9 Responses to “Good News & Sad News to Start Off 2021”

  1. May I add a mention of the passing of Oscar Koveleski, founder of Auto World a company selling auto racing related slot cars , modeling kits etc. as a kid the catalog was the wish book . Koveleski was a participant in the Can Am and ran in the Cannonball Sea to Shining Sea event. The end of 2020 brought more sadness to the racing community.

  2. Great news about the surgery. It was a rough end of the year for racing fans.

  3. John Carr Says:

    Congrats on your wonderful Christmas news and present.

    I’m a senior so I remember John Paul Jr. Thanks for sharing his and his families story.

    My condolences to the Paul and Andretti families.

  4. billytheskink Says:

    Very happy to hear your and Susan’s Christmas news!

  5. I think everyone who follows your blog is hoping and praying for more good news about Susan. There are very few people I know who have attacked her disease with the positivity and courage she has.

    As to racing, I think this past year, while having a few high points, has been one we would rather forget. Hopefully, we will return to some sense of normalcy, at least by the time May rolls around.

    You know as I do how badly Mr. Penske wanted fans for the 500. It had to have been a tremendous business loss for the series’ premier event to take, but they soldiered on and brought it to fruition, albeit 3 months late.

    Every year there are a few losses; fortunately, more of those losses are conventional in nature, thanks in large part to the advancements made in safety and technology. That doesn’t make those losses hurt any less, but as someone once said, “There are old race drivers and there are bold race drivers. But there are no old, bold race drivers,” is not as true today.

    Maybe the biggest “loss” of 2020 is the retirement of Donald Davidson. I recall his introduction on the IMS radio network and how he amazed Sid Collins.
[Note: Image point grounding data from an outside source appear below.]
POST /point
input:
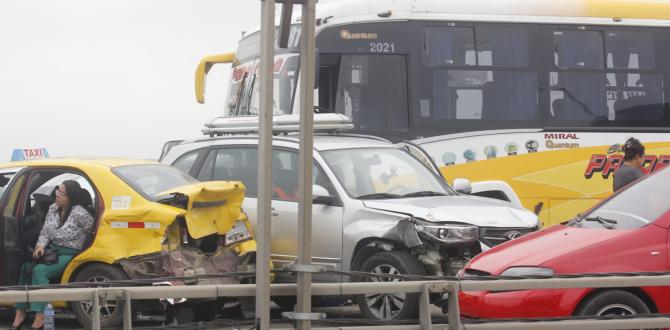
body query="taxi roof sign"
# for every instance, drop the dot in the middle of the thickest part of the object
(29, 153)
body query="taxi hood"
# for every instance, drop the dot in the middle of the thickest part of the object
(483, 212)
(210, 207)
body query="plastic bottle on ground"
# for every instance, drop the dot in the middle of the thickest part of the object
(49, 317)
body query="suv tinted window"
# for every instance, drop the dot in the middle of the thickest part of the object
(241, 164)
(185, 162)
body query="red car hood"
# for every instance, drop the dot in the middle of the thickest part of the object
(538, 248)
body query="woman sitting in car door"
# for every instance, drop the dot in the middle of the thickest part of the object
(66, 228)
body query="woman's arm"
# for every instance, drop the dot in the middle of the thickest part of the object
(47, 228)
(85, 220)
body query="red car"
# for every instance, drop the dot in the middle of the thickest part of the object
(629, 232)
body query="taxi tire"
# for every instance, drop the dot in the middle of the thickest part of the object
(110, 273)
(597, 302)
(406, 264)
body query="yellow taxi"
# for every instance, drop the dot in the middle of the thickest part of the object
(151, 221)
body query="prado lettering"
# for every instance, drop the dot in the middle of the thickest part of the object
(606, 165)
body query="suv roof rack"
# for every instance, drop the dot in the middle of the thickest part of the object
(323, 122)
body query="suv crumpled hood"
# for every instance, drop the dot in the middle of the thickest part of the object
(483, 212)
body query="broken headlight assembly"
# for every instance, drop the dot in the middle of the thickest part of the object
(448, 233)
(239, 233)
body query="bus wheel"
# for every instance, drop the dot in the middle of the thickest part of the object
(111, 311)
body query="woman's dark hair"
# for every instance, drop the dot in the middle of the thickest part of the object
(73, 193)
(632, 148)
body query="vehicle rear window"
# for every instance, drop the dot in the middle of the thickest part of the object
(642, 203)
(151, 179)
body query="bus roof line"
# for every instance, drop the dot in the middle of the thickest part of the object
(475, 133)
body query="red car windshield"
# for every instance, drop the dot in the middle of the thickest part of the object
(637, 206)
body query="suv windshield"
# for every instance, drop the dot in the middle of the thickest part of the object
(638, 205)
(150, 179)
(377, 173)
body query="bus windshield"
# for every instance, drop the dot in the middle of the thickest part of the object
(243, 93)
(417, 79)
(503, 75)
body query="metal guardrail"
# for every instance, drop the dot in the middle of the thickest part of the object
(424, 288)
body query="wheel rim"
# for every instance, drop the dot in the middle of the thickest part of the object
(616, 309)
(385, 306)
(107, 307)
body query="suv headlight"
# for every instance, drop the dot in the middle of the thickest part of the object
(528, 271)
(449, 233)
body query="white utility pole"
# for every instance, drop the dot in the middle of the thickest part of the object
(307, 67)
(263, 233)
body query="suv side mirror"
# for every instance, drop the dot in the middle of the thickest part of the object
(322, 196)
(463, 186)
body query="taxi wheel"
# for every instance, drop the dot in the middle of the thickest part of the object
(613, 303)
(390, 306)
(111, 312)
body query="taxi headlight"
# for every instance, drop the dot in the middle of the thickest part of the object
(238, 233)
(449, 233)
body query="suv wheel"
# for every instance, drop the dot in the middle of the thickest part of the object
(390, 306)
(111, 311)
(613, 303)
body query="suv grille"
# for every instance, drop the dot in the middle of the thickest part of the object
(493, 236)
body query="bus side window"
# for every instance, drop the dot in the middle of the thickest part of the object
(372, 91)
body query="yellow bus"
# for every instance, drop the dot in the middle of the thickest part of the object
(536, 93)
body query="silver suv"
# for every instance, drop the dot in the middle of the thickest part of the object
(376, 209)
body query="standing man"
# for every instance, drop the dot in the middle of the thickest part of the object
(631, 169)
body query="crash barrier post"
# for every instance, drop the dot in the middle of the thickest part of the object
(423, 288)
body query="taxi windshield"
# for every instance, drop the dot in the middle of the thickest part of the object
(151, 179)
(380, 173)
(4, 182)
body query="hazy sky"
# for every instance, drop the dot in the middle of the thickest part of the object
(111, 77)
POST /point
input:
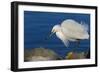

    Those of us who were regular listeners to “The Talk of Gasoline Alley” recognize that Donald was a man who was obsessed (in a good way) with Indy Car racing and its history.

    • James T Suel Says:

      John Paul Jr and Aldo Andretti are both examples of great potential, that never came to be. Condolences to both families. Its really been a tuff couple of years for the Andretti family with Mario’s wife Deann and John and now Aldo.

  6. James T Suel Says:

    Great news for you and Susan. All the best!!

  7. Continued prayers and blessings for Susan! 🙏 You guys have had a tough year as well!! Hope to see both of you at Indy!! 👍

  8. What wonderful news about Susan’s surgery in Feb. It is indeed a blessing.